Joe Pica (September 19, 1923 – December 13, 1973), nicknamed "The Wizard of the Keys," was a popular United States East Coast pianist and lounge singer who flourished in the 1950s.

Life and work
A native of New Jersey, Joseph Pica was the son of James Pica, a taylor, who had immigrated from Italy in 1899, and his wife Safira, who had been born in the U.S. but was of Italian descent. Joseph was the youngest of four siblings.

He may have graduated from Abington Avenue Elementary School in Newark, New Jersey, and attended Barringer High School, also in Newark. According to one source, "At the age of nine he presented two successful classical concerts but in his early teens he switched from classical to pop style."

For thirteen years, Pica had his own radio show on WAAT in Newark. To promote The Jolson Story (1946), a theater owner in Newark hired Pica to play Jolson songs on the radio for three weeks prior to the film's debut. Free tickets were given to those who could guess the names of the songs.

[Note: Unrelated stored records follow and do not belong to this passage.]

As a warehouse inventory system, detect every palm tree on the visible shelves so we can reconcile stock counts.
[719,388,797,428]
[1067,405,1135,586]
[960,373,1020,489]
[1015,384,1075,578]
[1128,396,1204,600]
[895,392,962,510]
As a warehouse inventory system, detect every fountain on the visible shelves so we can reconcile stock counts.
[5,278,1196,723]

In the 1950s, Pica recorded more than a dozen singles and at least one album, all issued by either Original Records or Bergen Records in Little Ferry, New Jersey or Anchor Records in Newark. Four of his records made the Music Vendor pop charts, 1954-58.

In about 1960, by that time married to Eva, Pica moved to Florida, where he played piano at the Crystal Lounge in Clearwater before becoming the owner of Joe Pica Red Carpet Steak House and Lounge.

He died in 1973, shortly after his 50th birthday.

Joe Pica the pianist is sometimes confused with Joe Picca (1919–1979) who had an accordion shop in Bound Brook, New Jersey, and composed piano accordion solos.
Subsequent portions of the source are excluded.